The $B$ field can also be defined by the torque on a magnetic dipole, $m$ .^[12]^: 174

Magnetic torque (vector form, SI units)

${\boldsymbol {\tau }}=\mathbf {m} \times \mathbf {B}$

The SI unit of $B$ is tesla (symbol: T).^{[note 4]} The Gaussian-cgs unit of $B$ is the gauss (symbol: G). (The conversion is 1 T ≘ 10000 G.^[13]^[14]) One nanotesla corresponds to 1 gamma (symbol: γ).^[14]

The H-field

Alternative names for H^[8]
Magnetic field intensity^[9] Magnetic field strength^[5]^: 139 Magnetic field Magnetizing field Auxiliary magnetic field

The magnetic $H$ field is defined:^[11]^: 269^[12]^: 192^[2]^: ch36

Definition of the $H$ field(vector form, SI units)

$\mathbf {H} \equiv {\frac {1}{\mu _{0}}}\mathbf {B} -\mathbf {M}$

where $\mu _{0}$ is the vacuum permeability, and $M$ is the magnetization vector. In a vacuum, $B$ and $H$ are proportional to each other. Inside a material they are different (see H and B inside and outside magnetic materials). The SI unit of the $H$ -field is the ampere per metre (A/m),^[15] and the CGS unit is the oersted (Oe).^[13]^[10]^: 286

Measurement

Visualization

Visualizing magnetic fields

Left: the direction of magnetic field lines represented by iron filings sprinkled on paper placed above a bar magnet.
Right: compass needles point in the direction of the local magnetic field, towards a magnet's south pole and away from its north pole.

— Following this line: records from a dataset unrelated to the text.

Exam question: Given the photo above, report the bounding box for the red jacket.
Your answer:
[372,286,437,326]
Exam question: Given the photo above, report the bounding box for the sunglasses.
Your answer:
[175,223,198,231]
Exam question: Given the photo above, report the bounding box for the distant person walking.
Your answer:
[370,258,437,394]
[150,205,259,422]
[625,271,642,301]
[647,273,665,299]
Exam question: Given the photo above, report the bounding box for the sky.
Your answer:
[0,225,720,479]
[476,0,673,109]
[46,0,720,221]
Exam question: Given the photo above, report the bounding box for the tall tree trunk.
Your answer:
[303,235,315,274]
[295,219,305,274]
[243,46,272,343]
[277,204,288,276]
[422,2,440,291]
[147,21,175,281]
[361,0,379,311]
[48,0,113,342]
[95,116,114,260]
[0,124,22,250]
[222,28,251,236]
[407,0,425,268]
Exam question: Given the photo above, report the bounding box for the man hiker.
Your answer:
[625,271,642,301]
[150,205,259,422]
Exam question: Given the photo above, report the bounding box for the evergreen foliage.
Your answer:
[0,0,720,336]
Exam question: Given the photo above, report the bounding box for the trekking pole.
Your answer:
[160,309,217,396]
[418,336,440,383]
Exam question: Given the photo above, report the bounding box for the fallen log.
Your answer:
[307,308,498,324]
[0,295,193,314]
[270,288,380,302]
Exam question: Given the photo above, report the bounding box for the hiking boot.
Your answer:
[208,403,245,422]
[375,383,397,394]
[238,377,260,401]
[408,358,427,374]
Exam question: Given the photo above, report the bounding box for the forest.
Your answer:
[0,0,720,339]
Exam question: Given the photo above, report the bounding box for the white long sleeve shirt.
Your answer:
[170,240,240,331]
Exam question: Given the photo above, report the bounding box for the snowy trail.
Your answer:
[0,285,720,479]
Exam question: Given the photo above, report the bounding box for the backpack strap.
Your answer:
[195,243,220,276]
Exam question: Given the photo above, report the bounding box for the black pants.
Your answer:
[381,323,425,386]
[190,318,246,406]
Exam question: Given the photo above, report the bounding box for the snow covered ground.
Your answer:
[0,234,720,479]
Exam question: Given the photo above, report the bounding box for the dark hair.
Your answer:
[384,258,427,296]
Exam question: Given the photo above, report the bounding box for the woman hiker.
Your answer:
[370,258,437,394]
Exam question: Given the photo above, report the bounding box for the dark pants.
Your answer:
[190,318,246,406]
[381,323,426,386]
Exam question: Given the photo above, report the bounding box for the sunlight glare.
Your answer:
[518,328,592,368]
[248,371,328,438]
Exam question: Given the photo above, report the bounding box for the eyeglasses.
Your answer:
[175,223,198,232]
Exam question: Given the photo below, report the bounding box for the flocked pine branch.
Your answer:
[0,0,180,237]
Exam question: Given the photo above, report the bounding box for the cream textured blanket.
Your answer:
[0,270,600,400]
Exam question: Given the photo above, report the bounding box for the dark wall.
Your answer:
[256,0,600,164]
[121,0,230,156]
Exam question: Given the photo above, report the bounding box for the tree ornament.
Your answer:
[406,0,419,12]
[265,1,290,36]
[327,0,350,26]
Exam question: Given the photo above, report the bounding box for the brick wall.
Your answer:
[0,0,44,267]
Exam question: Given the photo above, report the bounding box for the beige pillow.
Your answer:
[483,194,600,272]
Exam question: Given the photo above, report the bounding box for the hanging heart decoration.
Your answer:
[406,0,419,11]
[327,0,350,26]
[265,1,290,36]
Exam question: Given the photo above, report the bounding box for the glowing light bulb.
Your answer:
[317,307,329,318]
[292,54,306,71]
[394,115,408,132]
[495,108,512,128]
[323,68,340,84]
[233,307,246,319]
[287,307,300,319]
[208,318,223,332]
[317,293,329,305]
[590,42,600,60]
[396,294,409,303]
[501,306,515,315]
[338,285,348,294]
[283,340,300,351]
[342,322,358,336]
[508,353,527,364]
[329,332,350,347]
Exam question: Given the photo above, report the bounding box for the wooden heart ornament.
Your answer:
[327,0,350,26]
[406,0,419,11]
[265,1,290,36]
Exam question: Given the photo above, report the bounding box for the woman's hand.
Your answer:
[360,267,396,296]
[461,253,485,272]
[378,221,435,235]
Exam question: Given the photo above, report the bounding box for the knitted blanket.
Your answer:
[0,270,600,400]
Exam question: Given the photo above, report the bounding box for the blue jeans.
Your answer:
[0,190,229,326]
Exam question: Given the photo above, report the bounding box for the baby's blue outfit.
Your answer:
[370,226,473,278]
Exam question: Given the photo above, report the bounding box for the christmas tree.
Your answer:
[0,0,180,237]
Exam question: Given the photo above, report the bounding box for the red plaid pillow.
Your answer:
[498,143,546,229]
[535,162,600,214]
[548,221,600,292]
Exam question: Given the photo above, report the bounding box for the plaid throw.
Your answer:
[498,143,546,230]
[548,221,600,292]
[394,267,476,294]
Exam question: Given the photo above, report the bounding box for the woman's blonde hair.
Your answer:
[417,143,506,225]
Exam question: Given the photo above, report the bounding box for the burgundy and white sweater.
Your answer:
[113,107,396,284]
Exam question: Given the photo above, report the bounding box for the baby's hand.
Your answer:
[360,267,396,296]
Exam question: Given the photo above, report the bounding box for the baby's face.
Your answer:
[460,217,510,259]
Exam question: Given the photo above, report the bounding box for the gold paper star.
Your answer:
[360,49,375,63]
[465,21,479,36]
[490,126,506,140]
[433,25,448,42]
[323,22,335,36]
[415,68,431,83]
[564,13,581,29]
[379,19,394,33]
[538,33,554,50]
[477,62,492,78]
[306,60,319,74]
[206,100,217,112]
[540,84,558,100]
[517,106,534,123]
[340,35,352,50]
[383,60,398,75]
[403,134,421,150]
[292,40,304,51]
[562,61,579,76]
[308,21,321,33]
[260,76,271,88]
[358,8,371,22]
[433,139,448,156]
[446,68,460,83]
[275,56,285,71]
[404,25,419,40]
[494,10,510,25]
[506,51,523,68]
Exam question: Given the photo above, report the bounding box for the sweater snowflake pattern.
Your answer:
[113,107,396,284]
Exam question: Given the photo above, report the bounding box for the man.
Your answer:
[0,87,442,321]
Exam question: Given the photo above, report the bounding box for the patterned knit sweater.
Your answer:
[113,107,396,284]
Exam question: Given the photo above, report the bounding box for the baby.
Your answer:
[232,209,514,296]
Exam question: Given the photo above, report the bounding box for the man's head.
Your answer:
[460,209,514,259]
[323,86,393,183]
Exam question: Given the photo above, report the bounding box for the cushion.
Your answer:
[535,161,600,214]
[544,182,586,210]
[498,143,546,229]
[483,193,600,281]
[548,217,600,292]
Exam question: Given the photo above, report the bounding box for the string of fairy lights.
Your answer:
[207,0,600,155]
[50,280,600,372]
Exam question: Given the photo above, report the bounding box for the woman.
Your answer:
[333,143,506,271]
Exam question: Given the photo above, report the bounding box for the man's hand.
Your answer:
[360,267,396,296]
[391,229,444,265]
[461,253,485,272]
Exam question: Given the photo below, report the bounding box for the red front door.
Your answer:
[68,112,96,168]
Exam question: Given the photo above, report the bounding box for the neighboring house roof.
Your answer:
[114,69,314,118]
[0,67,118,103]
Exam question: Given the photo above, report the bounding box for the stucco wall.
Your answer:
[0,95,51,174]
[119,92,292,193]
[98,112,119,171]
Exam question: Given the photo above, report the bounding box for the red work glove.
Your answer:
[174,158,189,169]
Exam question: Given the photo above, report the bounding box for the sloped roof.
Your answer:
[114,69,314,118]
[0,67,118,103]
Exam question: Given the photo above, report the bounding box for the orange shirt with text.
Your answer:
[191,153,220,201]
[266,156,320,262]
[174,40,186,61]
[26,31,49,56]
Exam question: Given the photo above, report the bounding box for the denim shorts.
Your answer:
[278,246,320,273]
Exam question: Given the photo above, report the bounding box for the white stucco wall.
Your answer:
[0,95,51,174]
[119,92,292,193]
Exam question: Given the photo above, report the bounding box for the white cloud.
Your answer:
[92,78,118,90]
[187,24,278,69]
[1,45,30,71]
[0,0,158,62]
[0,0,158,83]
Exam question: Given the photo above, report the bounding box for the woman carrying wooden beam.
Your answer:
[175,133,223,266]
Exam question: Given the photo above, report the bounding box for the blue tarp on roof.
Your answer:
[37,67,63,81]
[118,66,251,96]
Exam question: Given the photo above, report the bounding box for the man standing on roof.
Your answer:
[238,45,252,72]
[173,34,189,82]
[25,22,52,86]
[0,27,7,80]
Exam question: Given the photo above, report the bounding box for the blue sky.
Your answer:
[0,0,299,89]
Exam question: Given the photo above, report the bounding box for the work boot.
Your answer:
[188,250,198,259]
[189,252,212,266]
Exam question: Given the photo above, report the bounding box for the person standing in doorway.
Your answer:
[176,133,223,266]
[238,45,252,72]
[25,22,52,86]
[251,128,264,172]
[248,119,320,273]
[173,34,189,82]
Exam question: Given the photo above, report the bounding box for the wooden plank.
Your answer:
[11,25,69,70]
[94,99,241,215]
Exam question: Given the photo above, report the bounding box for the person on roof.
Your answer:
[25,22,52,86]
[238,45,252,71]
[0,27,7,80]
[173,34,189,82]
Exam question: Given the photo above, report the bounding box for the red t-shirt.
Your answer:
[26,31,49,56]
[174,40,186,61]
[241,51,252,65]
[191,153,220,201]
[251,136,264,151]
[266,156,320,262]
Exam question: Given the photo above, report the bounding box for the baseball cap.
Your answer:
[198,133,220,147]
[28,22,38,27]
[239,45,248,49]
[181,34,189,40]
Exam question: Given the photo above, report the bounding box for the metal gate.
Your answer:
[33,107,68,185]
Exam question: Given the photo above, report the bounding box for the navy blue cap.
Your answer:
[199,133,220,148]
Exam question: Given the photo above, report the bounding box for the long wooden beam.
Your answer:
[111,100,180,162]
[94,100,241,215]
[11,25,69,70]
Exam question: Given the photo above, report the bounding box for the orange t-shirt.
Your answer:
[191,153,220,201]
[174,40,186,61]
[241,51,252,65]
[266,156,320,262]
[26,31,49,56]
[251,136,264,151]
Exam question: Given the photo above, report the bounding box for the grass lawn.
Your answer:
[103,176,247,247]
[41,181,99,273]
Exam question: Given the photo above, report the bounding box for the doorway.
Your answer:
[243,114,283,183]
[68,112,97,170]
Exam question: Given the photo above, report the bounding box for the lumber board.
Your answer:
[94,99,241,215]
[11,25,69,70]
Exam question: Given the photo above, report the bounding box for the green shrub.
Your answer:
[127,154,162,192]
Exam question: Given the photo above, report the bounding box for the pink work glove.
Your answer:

The field can be visualized by a set of magnetic field lines, that follow the direction of the field at each point. The lines can be constructed by measuring the strength and direction of the magnetic field at a large number of points (or at every point in space). Then, mark each location with an arrow (called a vector) pointing in the direction of the local magnetic field with its magnitude proportional to the strength of the magnetic field. Connecting these arrows then forms a set of magnetic field lines. The direction of the magnetic field at any point is parallel to the direction of nearby field lines, and the local density of field lines can be made proportional to its strength. Magnetic field lines are like streamlines in fluid flow, in that they represent a continuous distribution, and a different resolution would show more or fewer lines.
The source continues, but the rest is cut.